CrowdStrike Holdings Inc (NASDAQ:CRWD) shares are retreating Thursday as a broader sell-off hits the Software-as-a-Service (SaaS) sector.
The Nasdaq is down 0.03% while the S&P 500 has shed 0.03%
The decline follows news that Anthropic launched “Managed Agents,” AI systems capable of autonomous tasks.
• CrowdStrike Holdings stock is taking a hit today. What’s pressuring CRWD stock?
Economic Growth Stalls
Thursday's data showed U.S. GDP grew at 0.5% in the fourth quarter. Nela Richardson, ADP chief economist, noted the consumer was “vulnerable and fragile” even before recent energy shocks.

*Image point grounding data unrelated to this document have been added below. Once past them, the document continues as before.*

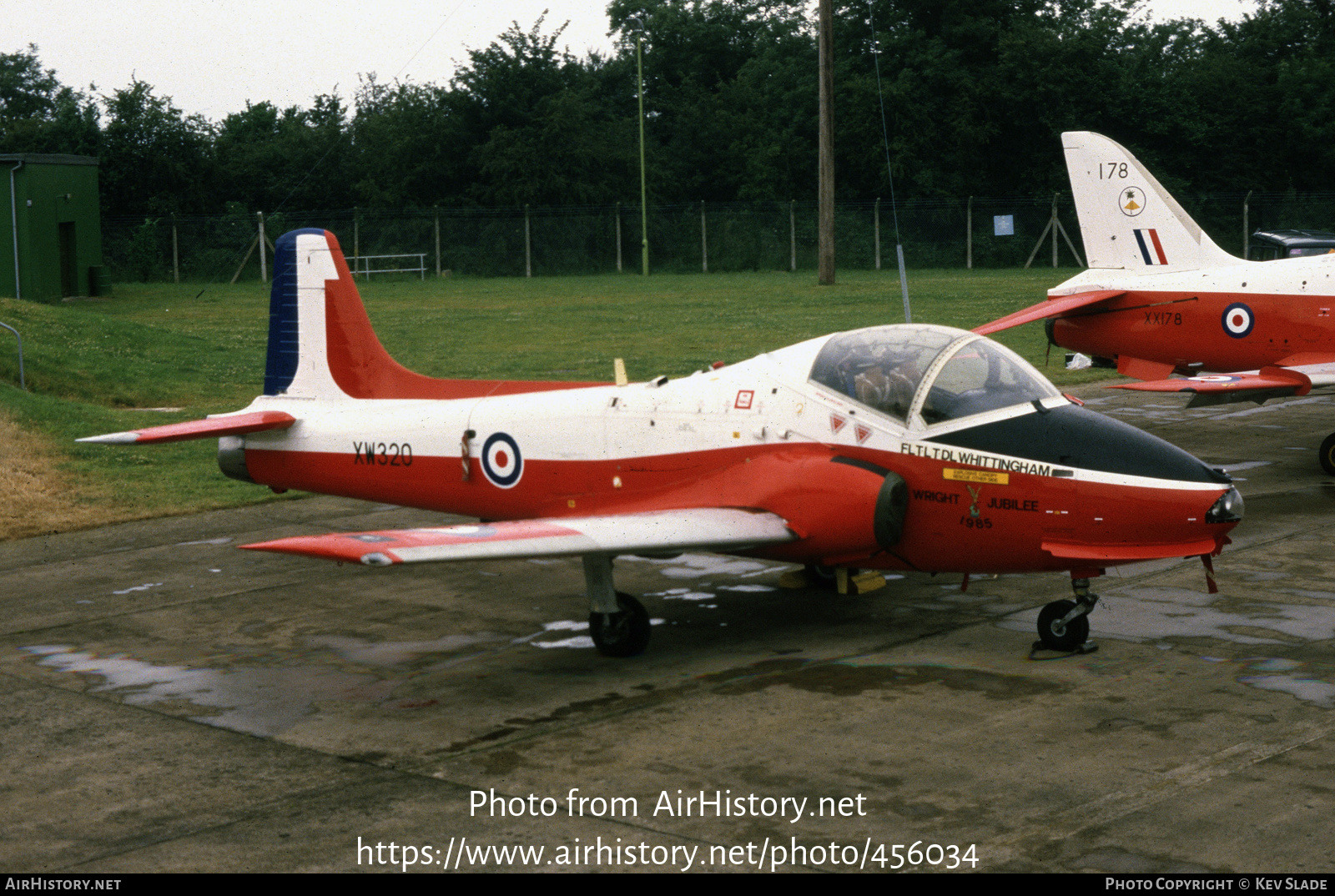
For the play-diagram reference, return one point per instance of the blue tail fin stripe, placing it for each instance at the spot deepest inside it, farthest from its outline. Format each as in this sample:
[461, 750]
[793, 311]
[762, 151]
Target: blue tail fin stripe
[1145, 250]
[284, 340]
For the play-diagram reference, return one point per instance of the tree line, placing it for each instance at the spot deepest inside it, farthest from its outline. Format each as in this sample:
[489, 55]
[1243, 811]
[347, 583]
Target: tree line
[975, 95]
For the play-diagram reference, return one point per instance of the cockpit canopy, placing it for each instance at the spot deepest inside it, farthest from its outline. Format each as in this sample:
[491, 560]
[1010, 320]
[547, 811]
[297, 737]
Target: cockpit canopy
[939, 373]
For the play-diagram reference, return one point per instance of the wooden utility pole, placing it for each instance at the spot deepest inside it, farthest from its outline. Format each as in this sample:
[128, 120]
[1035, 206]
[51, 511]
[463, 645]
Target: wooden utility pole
[825, 224]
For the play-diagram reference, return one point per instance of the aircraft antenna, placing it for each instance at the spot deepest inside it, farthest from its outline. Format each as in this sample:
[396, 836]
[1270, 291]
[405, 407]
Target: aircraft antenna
[885, 139]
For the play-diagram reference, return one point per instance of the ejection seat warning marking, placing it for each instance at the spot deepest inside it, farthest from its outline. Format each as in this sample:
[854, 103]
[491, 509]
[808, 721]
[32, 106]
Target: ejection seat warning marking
[975, 476]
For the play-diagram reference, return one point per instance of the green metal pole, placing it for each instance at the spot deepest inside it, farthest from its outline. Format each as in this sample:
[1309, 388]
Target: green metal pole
[644, 207]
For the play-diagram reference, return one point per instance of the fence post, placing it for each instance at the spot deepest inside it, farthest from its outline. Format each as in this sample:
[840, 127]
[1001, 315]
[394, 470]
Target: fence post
[23, 384]
[968, 239]
[792, 235]
[1054, 230]
[878, 227]
[704, 244]
[264, 260]
[1246, 229]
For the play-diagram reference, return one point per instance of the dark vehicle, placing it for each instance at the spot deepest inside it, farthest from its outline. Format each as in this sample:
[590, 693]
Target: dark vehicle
[1266, 246]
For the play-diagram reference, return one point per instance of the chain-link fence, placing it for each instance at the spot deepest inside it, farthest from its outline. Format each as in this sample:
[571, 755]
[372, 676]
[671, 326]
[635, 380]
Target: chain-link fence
[698, 237]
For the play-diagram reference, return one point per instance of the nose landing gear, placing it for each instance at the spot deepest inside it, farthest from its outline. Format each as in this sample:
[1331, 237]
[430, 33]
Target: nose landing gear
[1065, 625]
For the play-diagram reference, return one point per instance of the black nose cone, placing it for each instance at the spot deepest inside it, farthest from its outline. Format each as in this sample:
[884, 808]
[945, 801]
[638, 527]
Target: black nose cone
[1076, 437]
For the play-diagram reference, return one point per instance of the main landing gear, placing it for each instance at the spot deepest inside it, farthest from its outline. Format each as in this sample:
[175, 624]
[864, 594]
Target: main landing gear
[618, 624]
[1065, 625]
[1327, 455]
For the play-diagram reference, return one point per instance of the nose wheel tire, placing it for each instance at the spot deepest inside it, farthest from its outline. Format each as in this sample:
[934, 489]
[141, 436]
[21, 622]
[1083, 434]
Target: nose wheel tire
[624, 633]
[1327, 455]
[1056, 636]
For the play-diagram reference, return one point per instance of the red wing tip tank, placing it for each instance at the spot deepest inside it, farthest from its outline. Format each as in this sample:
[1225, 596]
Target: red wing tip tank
[894, 448]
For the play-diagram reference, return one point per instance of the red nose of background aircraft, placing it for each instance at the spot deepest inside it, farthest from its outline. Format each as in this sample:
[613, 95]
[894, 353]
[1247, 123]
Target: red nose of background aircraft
[892, 448]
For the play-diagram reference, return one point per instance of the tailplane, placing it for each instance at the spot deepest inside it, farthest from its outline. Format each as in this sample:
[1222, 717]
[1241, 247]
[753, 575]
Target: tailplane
[1127, 219]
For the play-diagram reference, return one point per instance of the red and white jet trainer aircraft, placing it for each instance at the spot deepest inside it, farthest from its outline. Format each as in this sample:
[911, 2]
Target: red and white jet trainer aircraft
[889, 448]
[1161, 298]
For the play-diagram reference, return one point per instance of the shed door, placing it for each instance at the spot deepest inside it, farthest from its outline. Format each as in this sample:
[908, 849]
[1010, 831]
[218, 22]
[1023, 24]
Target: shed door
[68, 260]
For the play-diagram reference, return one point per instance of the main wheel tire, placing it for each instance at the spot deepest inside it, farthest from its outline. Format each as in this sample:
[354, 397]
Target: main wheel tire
[1061, 637]
[1327, 455]
[624, 633]
[825, 578]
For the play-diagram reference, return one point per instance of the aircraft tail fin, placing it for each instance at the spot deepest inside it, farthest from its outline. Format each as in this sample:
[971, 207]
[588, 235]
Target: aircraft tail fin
[320, 342]
[1127, 219]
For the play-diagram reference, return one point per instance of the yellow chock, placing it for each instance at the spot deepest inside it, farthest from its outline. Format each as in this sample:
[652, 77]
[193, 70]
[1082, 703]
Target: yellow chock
[868, 582]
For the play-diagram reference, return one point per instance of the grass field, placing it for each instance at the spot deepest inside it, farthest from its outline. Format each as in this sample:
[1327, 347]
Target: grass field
[93, 366]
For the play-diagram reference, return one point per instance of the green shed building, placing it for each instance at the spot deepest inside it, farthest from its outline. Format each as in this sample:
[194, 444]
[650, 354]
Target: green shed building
[50, 227]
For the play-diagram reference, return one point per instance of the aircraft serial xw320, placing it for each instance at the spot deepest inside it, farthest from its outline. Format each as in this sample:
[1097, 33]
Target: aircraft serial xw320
[1161, 298]
[891, 448]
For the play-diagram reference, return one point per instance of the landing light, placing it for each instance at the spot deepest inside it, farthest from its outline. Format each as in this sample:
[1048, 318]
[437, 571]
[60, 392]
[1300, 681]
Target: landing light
[1227, 509]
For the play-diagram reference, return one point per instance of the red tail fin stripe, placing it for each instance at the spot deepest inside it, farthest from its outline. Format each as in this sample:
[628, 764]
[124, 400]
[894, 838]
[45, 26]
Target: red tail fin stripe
[1159, 249]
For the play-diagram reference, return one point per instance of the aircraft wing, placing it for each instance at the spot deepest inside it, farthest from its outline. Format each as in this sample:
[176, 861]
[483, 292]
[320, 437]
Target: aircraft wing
[211, 427]
[1048, 309]
[1248, 386]
[653, 531]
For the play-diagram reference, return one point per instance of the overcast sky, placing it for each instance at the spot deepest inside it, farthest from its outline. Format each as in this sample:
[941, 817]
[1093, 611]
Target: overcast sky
[211, 57]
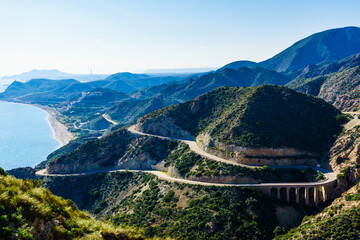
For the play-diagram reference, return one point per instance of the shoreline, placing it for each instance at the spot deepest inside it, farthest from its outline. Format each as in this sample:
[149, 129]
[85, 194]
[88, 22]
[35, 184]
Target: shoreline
[60, 131]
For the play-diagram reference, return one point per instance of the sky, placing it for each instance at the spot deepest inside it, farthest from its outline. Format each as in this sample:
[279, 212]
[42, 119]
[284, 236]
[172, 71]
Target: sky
[111, 36]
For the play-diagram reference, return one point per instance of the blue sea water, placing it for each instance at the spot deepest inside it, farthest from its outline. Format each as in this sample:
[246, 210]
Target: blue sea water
[26, 137]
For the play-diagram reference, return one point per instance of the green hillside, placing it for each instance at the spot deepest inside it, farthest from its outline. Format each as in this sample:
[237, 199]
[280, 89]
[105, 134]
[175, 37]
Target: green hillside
[174, 210]
[340, 88]
[333, 44]
[28, 211]
[128, 111]
[263, 116]
[340, 220]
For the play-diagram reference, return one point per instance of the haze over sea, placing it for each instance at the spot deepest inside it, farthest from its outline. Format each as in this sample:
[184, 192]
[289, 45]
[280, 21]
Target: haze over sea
[26, 137]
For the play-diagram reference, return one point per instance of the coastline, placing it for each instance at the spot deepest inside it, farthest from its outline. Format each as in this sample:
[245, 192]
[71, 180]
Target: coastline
[60, 131]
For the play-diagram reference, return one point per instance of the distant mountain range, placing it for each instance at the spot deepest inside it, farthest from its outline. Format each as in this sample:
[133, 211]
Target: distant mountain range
[166, 95]
[55, 74]
[313, 56]
[256, 117]
[337, 83]
[330, 45]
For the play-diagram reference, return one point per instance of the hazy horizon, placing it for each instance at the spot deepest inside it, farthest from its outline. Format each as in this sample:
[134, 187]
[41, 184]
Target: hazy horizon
[111, 36]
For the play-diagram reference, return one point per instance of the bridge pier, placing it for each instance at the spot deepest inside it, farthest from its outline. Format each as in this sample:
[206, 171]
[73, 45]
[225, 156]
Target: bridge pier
[299, 194]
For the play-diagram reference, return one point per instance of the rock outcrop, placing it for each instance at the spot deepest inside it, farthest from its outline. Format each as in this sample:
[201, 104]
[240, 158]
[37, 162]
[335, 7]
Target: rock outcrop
[163, 126]
[255, 156]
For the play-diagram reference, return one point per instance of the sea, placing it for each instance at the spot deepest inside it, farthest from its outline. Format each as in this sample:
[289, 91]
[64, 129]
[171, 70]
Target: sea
[26, 137]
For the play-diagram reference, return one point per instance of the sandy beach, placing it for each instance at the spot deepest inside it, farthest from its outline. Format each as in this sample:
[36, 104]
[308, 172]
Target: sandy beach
[61, 132]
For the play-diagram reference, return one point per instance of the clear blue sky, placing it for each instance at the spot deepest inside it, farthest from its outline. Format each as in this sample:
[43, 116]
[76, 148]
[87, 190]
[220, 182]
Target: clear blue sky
[114, 35]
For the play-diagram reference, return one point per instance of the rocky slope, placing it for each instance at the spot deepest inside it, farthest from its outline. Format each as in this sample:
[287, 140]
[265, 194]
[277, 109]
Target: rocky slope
[254, 125]
[129, 111]
[119, 149]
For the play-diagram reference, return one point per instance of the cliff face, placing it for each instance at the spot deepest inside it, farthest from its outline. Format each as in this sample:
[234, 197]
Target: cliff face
[255, 156]
[268, 124]
[345, 159]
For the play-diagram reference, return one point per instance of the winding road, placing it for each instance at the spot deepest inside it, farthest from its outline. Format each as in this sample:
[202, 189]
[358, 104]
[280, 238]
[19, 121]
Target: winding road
[330, 176]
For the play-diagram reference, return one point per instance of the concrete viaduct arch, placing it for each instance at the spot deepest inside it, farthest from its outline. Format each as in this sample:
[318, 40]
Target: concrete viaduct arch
[304, 194]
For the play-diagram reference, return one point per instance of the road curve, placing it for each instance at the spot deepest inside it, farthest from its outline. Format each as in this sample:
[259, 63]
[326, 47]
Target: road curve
[330, 176]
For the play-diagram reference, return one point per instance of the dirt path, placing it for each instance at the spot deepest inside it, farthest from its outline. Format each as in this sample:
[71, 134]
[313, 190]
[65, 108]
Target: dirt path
[330, 176]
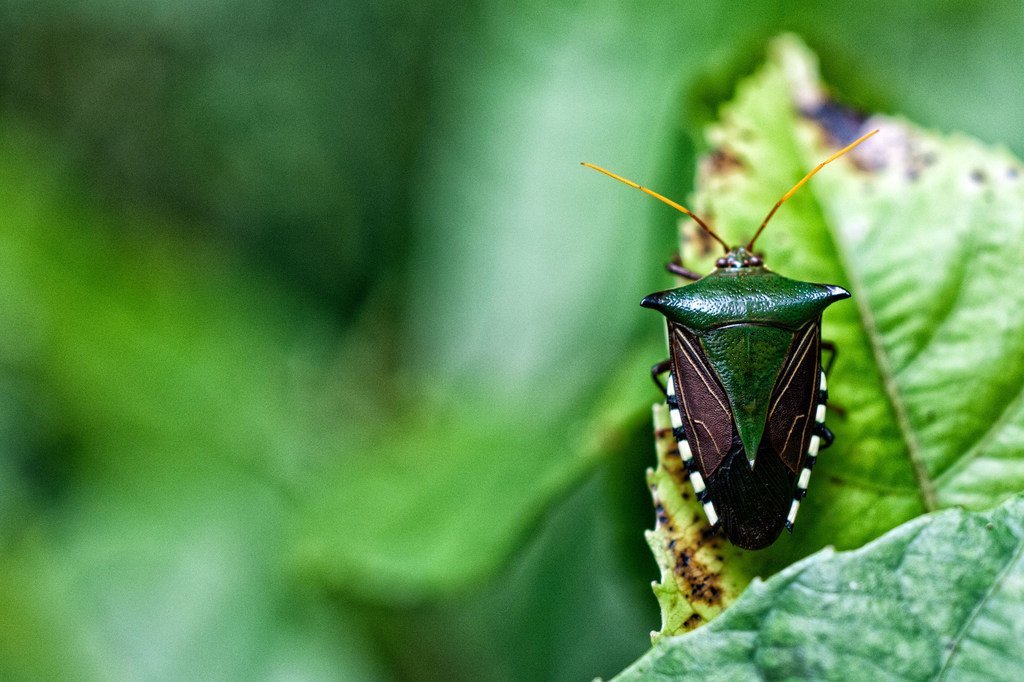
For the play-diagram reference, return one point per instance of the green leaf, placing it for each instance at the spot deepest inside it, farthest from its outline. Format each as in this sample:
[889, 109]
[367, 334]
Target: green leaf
[932, 346]
[938, 598]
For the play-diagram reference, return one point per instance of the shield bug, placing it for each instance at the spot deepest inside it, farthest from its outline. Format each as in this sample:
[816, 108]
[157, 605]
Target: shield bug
[747, 390]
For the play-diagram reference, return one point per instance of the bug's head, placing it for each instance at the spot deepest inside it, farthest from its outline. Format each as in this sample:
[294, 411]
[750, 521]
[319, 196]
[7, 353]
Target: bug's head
[738, 257]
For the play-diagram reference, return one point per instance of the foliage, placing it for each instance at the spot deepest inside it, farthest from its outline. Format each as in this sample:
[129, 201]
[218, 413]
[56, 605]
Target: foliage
[322, 356]
[905, 444]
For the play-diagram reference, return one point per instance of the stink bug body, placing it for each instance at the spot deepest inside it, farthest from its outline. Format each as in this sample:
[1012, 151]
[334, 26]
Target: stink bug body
[745, 389]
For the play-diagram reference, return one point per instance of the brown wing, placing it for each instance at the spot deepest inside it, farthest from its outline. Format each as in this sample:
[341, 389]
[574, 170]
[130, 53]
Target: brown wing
[702, 401]
[791, 411]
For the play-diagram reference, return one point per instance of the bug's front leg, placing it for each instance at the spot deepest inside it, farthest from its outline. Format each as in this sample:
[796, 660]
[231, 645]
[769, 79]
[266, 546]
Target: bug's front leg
[822, 432]
[834, 353]
[655, 373]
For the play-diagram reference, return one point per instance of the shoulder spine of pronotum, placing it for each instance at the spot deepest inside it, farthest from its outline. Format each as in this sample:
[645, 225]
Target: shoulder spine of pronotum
[747, 390]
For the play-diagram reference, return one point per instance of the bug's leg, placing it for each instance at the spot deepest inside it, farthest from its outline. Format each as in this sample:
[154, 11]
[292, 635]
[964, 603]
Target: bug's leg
[679, 433]
[821, 437]
[676, 267]
[834, 353]
[655, 373]
[825, 372]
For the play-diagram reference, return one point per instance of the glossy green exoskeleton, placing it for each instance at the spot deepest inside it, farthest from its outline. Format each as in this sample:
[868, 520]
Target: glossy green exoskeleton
[747, 390]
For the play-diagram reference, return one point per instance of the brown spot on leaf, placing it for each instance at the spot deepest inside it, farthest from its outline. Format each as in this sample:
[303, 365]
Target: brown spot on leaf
[722, 161]
[702, 585]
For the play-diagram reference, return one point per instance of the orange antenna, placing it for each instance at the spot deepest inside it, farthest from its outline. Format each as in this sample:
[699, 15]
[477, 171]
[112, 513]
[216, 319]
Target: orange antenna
[750, 247]
[660, 199]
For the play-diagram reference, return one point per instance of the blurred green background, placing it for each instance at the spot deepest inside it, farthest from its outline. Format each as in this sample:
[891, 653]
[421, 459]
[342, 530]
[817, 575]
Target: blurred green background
[322, 356]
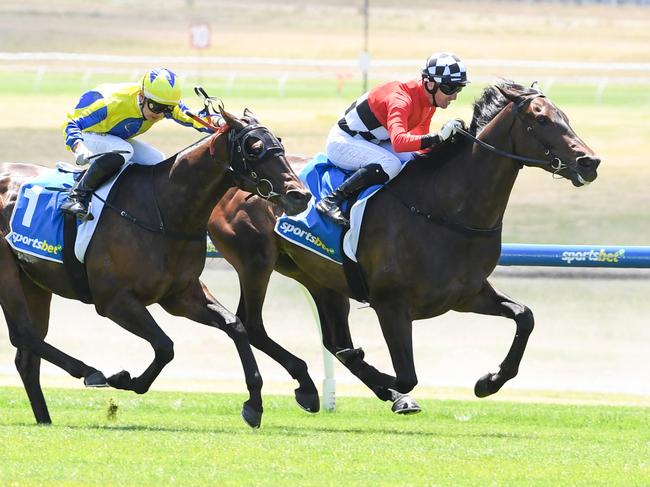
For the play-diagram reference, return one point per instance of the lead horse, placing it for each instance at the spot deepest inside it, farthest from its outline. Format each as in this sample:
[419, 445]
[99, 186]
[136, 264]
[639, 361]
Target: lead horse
[429, 241]
[155, 255]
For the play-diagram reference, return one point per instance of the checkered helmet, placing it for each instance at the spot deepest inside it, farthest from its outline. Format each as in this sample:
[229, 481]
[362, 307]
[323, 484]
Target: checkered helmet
[445, 67]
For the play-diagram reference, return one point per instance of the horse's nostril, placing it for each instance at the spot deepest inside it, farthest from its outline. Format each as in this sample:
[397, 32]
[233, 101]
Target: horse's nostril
[586, 161]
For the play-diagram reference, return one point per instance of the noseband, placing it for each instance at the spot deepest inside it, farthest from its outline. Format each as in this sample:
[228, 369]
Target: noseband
[242, 161]
[554, 163]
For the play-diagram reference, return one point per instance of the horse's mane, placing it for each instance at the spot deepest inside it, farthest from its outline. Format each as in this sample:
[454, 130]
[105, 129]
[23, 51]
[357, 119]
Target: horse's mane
[485, 108]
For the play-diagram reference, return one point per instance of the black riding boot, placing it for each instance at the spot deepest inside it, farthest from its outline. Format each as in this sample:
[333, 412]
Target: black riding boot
[99, 171]
[363, 178]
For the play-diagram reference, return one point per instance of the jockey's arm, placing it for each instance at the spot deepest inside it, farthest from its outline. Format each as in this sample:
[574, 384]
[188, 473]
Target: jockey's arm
[397, 122]
[180, 116]
[84, 117]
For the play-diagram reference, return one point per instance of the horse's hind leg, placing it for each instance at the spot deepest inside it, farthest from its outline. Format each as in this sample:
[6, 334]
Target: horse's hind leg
[13, 286]
[125, 310]
[492, 302]
[253, 286]
[333, 310]
[197, 304]
[27, 363]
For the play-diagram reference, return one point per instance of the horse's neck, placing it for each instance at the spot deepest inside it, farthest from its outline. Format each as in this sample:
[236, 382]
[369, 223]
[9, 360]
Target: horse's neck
[189, 189]
[473, 187]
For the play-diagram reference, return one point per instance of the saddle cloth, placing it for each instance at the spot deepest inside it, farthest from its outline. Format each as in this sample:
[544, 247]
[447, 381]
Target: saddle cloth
[315, 233]
[37, 223]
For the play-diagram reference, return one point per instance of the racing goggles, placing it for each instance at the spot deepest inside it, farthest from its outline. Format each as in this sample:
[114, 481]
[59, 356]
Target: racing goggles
[156, 107]
[450, 88]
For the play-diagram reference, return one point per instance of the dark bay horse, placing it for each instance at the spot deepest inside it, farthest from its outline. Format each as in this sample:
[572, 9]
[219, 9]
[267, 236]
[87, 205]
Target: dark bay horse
[428, 243]
[156, 255]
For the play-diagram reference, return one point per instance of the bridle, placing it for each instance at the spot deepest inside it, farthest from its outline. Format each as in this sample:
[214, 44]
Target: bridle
[242, 161]
[554, 163]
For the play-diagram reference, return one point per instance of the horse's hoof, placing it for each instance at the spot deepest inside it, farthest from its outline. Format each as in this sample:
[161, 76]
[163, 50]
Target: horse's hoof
[308, 401]
[405, 404]
[121, 380]
[96, 379]
[486, 385]
[252, 417]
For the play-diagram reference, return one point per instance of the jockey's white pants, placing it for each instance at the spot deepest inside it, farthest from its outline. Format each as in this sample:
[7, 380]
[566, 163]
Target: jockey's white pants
[352, 153]
[135, 151]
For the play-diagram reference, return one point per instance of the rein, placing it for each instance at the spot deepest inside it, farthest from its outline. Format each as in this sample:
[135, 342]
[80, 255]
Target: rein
[555, 163]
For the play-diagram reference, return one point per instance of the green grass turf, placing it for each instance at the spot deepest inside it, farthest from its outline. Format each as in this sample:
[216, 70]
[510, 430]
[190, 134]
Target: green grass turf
[199, 439]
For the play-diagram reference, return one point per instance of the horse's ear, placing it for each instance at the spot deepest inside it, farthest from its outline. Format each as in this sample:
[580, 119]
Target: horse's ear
[510, 91]
[230, 119]
[249, 115]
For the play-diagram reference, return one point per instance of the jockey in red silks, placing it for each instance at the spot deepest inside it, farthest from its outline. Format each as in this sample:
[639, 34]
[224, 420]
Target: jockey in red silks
[386, 126]
[108, 117]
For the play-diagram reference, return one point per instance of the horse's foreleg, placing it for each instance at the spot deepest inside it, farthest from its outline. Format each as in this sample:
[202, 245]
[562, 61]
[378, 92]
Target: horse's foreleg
[197, 304]
[397, 327]
[125, 310]
[253, 286]
[492, 302]
[333, 310]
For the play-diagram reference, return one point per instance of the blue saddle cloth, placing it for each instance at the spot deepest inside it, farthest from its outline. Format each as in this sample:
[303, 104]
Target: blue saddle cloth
[309, 229]
[36, 222]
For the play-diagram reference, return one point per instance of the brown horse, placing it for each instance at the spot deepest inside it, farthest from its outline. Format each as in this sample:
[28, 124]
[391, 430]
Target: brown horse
[429, 241]
[154, 255]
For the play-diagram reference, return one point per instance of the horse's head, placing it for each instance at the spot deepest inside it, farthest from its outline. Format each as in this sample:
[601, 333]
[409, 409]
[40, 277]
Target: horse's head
[541, 133]
[259, 165]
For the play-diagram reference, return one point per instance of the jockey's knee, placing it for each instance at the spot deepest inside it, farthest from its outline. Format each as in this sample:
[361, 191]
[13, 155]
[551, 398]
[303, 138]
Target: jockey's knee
[390, 166]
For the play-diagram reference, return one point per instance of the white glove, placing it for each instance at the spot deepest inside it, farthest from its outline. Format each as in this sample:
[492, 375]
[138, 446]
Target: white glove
[449, 128]
[82, 154]
[217, 120]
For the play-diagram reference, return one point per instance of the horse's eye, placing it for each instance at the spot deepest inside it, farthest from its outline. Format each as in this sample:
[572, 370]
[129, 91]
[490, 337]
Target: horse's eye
[255, 149]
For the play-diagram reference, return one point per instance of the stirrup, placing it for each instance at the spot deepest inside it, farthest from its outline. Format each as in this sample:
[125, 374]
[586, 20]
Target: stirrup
[334, 214]
[79, 210]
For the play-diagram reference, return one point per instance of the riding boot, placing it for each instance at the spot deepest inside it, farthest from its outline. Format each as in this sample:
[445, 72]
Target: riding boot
[99, 171]
[362, 178]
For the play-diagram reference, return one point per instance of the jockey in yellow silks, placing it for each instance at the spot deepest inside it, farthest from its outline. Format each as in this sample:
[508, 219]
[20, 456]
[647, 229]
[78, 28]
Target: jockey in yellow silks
[106, 120]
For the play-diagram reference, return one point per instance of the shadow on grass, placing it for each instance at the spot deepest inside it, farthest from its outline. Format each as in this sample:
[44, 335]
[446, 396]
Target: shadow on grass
[285, 430]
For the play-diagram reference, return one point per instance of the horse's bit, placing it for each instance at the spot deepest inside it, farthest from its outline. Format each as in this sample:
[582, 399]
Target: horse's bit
[242, 160]
[555, 163]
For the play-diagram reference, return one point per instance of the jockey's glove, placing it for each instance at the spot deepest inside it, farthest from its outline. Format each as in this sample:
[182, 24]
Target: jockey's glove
[82, 154]
[449, 128]
[217, 120]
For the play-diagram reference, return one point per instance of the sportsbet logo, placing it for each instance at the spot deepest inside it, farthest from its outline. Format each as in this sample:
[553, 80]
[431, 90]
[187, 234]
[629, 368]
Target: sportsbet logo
[36, 243]
[287, 227]
[593, 255]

Geopolitical and Inflation Risks
A broken ceasefire with Iran pushed crude oil above $100. This spike occurred while Core PCE inflation sat at 3%, well above the Federal Reserve’s target.
Labor Market Weakness
Fed Chair Jerome Powell on March 18 noted that private sector job growth is effectively zero when adjusted for overcounting.
Technical Analysis
At $403.58, CrowdStrike is trading 2% below its 20-day simple moving average (SMA), the stock's average price over the last 20 sessions. It's trading 10.4% below its 100-day SMA.
Moving average convergence divergence (MACD), a trend/momentum measure, shows the MACD line at -2.3172 above the signal line at -5.0663, which leans toward improving upside momentum versus the prior downswing.
Over the past 12 months, the stock is up 6.69%, a backward-looking gain that masks a choppier path within the range between the $566.90 high and $318.38 low.
- Key Resistance: $452
- Key Support: $362
CRWD Stock Price Activity: CrowdStrike Holdings shares were down 6.38% at $399.31 at the time of publication on Thursday, according to Benzinga Pro data.